Now you may be saying to me, 'I am already working eighteen-hour days! How much harder can I possibly work?' Or if you are working for somebody else you may be thinking, 'This does not apply to me. As an employee, my hours of employment are fixed from 9am to 6pm. I do not get paid more for working longer hours.'

When I talk about increasing the time you spend creating value, I do not necessarily mean that you must work longer hours. Rather, you must spend more of your time only on activities that create the greatest value that generate the most profits for your company.

Whether you are an entrepreneur or an employee, you will have a list of things that you must do everyday as part of your responsibility. You will find that not all the things you do create the same amount of value.

There are some activities that create high value while some activities are low in value. In fact, if you find yourself doing low value items throughout the day, I have to say that you are not adding more value than you can to your business or company you work for.

I'm not saying that these things are not important or that you can ignore them.

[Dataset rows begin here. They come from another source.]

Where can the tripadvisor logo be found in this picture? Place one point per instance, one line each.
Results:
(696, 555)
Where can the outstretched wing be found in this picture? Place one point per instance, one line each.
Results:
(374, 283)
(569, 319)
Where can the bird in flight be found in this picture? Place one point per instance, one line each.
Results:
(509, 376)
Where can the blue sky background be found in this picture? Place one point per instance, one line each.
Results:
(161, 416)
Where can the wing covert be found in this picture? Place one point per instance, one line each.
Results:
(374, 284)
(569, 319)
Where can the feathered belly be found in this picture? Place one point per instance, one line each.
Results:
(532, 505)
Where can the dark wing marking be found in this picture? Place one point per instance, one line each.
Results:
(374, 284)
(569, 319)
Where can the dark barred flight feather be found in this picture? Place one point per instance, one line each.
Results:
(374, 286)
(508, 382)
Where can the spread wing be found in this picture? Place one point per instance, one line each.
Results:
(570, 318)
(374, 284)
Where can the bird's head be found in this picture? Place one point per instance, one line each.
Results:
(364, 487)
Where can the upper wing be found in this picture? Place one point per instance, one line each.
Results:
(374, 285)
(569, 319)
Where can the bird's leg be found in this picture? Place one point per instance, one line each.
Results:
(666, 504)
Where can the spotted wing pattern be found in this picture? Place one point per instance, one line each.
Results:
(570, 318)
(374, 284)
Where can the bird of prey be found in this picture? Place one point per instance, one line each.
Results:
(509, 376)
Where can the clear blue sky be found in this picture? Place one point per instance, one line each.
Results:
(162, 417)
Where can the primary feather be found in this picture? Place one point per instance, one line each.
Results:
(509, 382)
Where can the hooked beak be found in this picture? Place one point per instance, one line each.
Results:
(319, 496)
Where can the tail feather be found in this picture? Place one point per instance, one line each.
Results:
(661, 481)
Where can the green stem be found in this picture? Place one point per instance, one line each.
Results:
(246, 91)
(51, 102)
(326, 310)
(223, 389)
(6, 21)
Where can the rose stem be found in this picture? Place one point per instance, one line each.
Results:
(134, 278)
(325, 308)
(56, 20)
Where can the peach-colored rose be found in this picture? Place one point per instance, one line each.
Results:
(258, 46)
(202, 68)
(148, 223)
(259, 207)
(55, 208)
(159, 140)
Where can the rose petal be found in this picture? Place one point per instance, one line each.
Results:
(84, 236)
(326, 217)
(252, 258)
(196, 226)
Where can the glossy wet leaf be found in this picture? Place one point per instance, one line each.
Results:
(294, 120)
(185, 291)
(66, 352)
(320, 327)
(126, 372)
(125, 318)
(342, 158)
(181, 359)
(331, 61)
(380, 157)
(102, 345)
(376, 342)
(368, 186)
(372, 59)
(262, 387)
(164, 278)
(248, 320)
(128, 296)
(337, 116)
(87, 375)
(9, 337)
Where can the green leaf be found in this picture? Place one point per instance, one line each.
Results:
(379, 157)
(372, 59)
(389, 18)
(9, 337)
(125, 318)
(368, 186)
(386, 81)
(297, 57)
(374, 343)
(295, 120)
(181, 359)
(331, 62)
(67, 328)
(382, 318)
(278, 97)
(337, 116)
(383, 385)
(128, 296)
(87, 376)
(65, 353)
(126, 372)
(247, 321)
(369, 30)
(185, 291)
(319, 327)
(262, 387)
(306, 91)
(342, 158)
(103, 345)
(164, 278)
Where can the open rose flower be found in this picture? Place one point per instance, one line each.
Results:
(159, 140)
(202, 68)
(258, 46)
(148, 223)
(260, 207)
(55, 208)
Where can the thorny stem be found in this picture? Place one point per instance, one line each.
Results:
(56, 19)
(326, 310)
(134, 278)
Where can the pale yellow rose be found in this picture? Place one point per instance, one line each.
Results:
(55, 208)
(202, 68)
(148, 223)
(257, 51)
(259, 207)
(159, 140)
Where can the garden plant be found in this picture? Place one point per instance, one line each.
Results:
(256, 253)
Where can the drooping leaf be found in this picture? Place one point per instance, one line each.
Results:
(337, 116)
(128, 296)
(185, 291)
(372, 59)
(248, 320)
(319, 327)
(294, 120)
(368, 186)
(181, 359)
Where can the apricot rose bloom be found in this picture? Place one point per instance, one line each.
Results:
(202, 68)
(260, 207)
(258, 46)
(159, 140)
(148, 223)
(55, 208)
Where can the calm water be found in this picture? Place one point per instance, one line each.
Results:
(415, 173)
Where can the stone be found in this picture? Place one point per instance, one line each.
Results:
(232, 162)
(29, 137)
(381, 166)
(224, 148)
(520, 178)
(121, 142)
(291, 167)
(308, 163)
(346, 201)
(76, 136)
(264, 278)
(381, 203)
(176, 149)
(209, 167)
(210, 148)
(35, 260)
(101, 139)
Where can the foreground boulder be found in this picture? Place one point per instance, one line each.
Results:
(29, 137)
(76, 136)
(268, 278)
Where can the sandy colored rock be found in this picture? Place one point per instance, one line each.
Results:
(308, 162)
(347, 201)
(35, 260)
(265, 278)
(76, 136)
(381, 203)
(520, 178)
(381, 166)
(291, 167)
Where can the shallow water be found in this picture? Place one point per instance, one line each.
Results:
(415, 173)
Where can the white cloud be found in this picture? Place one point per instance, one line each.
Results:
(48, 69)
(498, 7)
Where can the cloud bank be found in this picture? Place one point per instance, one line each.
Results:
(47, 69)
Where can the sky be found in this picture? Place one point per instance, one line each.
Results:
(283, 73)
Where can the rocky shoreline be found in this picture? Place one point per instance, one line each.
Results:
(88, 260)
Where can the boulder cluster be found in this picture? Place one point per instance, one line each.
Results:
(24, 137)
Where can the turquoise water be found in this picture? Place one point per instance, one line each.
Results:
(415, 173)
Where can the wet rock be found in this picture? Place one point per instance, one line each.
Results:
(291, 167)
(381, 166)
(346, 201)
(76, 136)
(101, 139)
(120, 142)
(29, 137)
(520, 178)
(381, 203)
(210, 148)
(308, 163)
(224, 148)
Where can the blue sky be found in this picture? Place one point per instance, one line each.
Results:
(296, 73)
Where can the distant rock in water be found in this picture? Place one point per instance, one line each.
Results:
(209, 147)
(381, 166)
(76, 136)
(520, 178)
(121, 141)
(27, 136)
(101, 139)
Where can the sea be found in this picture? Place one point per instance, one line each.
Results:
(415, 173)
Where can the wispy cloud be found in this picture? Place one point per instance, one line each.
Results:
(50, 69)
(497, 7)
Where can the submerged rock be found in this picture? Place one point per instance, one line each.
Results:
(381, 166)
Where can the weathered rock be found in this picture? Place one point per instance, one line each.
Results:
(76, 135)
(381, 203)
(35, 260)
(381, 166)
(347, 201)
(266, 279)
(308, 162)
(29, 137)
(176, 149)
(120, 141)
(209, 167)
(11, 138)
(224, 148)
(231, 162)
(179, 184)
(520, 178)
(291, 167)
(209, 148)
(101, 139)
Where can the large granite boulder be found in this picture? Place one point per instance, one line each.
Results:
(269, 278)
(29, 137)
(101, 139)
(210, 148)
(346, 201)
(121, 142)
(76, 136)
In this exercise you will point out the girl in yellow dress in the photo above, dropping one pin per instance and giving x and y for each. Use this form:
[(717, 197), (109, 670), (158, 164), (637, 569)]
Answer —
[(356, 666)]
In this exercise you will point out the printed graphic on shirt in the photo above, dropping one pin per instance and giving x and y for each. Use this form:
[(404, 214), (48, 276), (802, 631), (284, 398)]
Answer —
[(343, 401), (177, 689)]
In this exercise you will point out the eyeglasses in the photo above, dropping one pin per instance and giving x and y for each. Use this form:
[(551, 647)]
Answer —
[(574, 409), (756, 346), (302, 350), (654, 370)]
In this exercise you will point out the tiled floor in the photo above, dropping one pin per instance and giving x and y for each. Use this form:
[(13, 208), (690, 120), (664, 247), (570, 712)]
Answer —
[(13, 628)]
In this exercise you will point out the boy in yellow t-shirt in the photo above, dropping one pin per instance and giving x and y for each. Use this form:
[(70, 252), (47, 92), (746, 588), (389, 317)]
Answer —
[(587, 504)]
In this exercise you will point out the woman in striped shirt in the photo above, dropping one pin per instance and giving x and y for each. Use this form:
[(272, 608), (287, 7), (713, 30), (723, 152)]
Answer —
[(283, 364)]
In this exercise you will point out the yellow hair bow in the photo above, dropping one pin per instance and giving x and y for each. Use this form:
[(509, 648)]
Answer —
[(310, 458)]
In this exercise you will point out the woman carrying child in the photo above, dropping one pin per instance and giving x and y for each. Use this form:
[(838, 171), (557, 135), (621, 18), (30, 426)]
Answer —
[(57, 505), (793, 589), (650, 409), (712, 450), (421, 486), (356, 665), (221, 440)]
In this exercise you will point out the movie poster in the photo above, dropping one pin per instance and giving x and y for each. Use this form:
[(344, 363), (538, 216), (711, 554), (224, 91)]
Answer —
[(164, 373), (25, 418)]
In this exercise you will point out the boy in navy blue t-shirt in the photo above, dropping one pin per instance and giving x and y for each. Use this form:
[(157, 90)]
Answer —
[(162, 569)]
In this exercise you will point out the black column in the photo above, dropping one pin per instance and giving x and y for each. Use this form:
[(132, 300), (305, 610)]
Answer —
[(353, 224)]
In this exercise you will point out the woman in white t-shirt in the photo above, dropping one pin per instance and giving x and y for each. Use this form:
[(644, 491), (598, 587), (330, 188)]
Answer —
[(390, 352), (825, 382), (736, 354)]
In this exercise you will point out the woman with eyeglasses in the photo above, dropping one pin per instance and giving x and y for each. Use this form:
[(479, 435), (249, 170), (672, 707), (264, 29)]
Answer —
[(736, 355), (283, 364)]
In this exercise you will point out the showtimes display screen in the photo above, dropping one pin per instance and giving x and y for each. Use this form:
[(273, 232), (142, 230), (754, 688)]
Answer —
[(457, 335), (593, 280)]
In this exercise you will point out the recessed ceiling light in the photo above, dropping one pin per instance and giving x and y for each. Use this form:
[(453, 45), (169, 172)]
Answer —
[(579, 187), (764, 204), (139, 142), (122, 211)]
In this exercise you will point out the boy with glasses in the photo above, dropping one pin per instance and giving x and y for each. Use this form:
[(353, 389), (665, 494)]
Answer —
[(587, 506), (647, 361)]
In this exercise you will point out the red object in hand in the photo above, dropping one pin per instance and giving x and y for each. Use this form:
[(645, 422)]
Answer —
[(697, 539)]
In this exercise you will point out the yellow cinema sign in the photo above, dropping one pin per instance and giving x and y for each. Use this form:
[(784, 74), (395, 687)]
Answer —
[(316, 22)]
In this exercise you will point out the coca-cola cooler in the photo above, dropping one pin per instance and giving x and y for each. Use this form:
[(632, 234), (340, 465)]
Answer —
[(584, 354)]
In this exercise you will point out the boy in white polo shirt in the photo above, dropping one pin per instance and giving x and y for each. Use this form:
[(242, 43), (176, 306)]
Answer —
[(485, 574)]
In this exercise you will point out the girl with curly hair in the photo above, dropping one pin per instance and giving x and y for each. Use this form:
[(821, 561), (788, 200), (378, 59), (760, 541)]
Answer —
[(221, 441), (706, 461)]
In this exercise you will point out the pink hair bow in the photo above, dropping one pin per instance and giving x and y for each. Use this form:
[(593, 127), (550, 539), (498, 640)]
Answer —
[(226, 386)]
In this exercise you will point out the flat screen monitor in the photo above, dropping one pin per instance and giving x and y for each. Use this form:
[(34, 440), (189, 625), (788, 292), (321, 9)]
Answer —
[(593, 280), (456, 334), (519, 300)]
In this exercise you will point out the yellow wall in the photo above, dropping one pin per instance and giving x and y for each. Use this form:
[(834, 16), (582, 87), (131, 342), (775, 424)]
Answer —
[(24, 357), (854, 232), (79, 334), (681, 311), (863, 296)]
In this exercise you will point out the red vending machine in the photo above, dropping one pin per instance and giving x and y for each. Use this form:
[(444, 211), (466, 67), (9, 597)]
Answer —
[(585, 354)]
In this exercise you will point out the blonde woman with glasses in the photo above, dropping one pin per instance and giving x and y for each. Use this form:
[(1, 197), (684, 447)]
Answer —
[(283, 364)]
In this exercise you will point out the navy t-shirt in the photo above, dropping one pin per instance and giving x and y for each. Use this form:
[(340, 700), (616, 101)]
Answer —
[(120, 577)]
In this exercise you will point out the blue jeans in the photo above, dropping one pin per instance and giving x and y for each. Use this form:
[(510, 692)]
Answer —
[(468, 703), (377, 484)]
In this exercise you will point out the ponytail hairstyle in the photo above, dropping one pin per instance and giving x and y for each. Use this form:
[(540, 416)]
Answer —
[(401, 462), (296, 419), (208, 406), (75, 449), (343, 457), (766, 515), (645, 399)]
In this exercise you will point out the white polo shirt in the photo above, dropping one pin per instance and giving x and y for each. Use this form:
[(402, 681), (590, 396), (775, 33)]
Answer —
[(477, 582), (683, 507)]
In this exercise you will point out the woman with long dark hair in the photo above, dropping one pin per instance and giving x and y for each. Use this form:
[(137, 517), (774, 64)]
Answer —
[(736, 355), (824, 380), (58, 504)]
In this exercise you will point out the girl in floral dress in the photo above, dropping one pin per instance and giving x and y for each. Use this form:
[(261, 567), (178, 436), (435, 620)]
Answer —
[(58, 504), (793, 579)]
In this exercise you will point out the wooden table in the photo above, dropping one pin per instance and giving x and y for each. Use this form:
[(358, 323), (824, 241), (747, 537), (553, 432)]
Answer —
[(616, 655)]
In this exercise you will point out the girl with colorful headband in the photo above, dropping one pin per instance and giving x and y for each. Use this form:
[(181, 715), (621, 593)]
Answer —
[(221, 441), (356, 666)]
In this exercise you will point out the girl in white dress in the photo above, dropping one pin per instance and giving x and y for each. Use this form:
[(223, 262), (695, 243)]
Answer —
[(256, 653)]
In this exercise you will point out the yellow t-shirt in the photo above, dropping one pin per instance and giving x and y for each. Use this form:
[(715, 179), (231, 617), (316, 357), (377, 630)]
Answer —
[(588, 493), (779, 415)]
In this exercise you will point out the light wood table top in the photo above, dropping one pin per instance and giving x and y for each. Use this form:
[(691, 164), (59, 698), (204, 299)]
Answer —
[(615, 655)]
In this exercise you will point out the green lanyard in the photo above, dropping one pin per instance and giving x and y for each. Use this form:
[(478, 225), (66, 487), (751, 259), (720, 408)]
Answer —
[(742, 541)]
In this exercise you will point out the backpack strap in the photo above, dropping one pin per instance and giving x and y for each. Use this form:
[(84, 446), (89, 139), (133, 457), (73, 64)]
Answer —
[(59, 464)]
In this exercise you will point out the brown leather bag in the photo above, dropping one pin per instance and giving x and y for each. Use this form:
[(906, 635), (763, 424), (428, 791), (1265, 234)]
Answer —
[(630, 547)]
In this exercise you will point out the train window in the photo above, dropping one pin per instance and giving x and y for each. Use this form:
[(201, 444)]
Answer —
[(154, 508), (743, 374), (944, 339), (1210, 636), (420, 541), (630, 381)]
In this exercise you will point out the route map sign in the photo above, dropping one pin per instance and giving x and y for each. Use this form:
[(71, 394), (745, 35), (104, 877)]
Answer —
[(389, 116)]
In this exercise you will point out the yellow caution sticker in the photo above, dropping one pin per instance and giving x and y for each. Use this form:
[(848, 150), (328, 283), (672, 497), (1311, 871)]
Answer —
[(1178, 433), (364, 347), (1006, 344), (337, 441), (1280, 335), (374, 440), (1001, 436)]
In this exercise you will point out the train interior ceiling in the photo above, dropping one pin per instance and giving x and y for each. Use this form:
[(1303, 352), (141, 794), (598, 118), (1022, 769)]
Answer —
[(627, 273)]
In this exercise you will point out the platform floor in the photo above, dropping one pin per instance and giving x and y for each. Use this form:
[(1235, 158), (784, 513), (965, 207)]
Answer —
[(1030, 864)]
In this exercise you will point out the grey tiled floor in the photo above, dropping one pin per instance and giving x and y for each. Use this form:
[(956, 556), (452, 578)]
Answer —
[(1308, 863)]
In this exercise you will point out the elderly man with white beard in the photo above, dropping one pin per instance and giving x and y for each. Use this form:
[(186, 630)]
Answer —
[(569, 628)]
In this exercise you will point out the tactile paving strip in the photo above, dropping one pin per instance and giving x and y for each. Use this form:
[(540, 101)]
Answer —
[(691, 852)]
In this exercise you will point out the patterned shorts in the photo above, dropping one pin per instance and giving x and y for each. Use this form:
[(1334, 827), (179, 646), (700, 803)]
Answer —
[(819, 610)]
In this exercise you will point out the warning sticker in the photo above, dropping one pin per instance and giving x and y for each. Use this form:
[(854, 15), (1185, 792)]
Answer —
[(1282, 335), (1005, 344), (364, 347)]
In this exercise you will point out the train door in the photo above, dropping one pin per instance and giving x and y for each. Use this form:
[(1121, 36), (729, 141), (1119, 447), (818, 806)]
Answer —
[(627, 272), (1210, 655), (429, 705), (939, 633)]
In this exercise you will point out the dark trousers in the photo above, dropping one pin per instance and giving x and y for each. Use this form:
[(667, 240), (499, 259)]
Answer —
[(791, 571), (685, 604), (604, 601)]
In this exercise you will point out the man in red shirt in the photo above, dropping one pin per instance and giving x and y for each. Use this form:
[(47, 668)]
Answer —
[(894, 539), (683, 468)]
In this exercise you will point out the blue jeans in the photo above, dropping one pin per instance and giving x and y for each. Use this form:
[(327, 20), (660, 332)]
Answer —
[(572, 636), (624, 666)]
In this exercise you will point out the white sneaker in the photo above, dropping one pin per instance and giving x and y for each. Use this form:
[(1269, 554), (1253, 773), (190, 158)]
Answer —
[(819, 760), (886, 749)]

Because I know that there are some emails, telephone calls or planning that is also critical to adding value.

What I'm saying is that instead of you spending most of your time doing all these low value activities, what you should do is to outsource these low value items to someone else. Why else do you think a CEO has a personal assistant?

So that he can free up his time he otherwise would have spent checking his emails and answering phone calls and instead use the time he has everyday to do the things that will lead the company to higher growth and profit. That is where he adds the most value.

In fact, I have discovered that most average income earners spend only about 20% of their workday doing truly high value added activities while they spend most of their time, about 80%, on low value activities like checking email, attending unproductive meetings, chit chatting, complaining, waiting, finding lost items, stuff that does not generate profits or help clients meet their goals.

High-income earners are the opposite. They tend to spend 80% of their time on high value added activities like business development, closing sales, innovating new revenue streams, market strategizing, following up with prospects, strategizing on how to improve productivity, managing projects, getting feedback from clients, stuff that leads to high customer satisfaction and higher profits!